# Metal scene around Bristol



## jon6 (Mar 16, 2015)

We're looking at locations and currently Bristol is piquing our interest.

I'm a metal guitarist and for the last five years have been pretty much suffocated with the lack of musicians - let alone metal musicians - in my area. My current band is a nearly 90 minute drive to rehearsal and I don't get to hang with them as much as I would like.

So obviously, jobs and living aside, this is a big deal for me. What is the local metal band scene like in Bristol? Any favorite or usual clubs or bars?


----------



## JTG (Mar 16, 2015)

It's not huge but try starting with the Gryphon. Real ale and metal pub on Colston Street


----------



## xenon (Mar 16, 2015)

Fuck knows.


----------



## xenon (Mar 16, 2015)

Fancy a jam?


----------



## xenon (Mar 16, 2015)

Crown st nicks market. The hatchet. Pubs. Crown has v small live space downstairs.


----------



## Doctor Carrot (Mar 22, 2015)

Yeah another vote for the gryphon. You're bound to find musicians there. The hatchet isn't metal per sey but I'm sure that would be a good place too. Also, what's the name of that pub down a side street in st nicks market? I think that's metal ish too.


----------



## Doctor Carrot (Mar 22, 2015)

Basically what xenon said. Totally missed that post on my phone!


----------



## elmpp (Mar 23, 2015)

Doctor Carrot said:


> Yeah another vote for the gryphon. You're bound to find musicians there. The hatchet isn't metal per sey but I'm sure that would be a good place too. Also, what's the name of that pub down a side street in st nicks market? I think that's metal ish too.


That's the Crown


----------



## keybored (Mar 26, 2015)

If you don't mind getting out of the city there's JB Pearce in Dundry.


----------



## William of Walworth (Mar 27, 2015)

JTG said:


> It's not huge but try starting with the Gryphon. Real ale and metal pub on Colston Street




I forget to mention that in the pubs thread. The Gryphon is excellent both for beer and for rock


----------



## mojo pixy (Apr 8, 2016)

Bristol's metal scene is healthy and exciting. There's also the Red Lion on Whitehall Road - more punk / 'core than metal but the scenes cross over quite a lot in Bristol and quite a few metalheads go there.

The Gryphon is definitely best though, especially on a gig night.

There's also Maverick studios in Speedwell where bands practice and play and they put on quite social parties from time to time. But it's a bit biker-y and a couple of events I've been to there felt like they had a slightly dodgy crowd. You know, the ''rebel flag'' kind of vibe where there's no overt racism but you get the feeling it's not far below the surface. Anyway, friendly enough and a reasonably good ''networking space''.

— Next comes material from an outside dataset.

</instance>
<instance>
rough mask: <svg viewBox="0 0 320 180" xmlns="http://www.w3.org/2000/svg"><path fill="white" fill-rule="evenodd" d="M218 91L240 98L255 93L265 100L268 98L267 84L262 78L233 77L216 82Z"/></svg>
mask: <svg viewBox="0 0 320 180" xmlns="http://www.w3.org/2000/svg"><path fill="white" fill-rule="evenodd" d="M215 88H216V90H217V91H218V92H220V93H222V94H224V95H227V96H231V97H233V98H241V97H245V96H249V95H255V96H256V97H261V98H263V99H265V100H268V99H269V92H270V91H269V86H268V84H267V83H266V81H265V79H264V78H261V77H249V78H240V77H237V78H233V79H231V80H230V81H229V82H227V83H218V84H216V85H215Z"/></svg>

And I ought to mention The Fleece and The Exchange, though that's only to say where metal bands also play regularly, not necessarily the best places to get a band together...


----------



## kalidarkone (Apr 24, 2016)

And also the stag and hounds in old market.


----------



## Geri (Apr 24, 2016)

A Facebook friend is in a metal band called Pistol Twister. No idea what they are like though, not really my cup of tea.


----------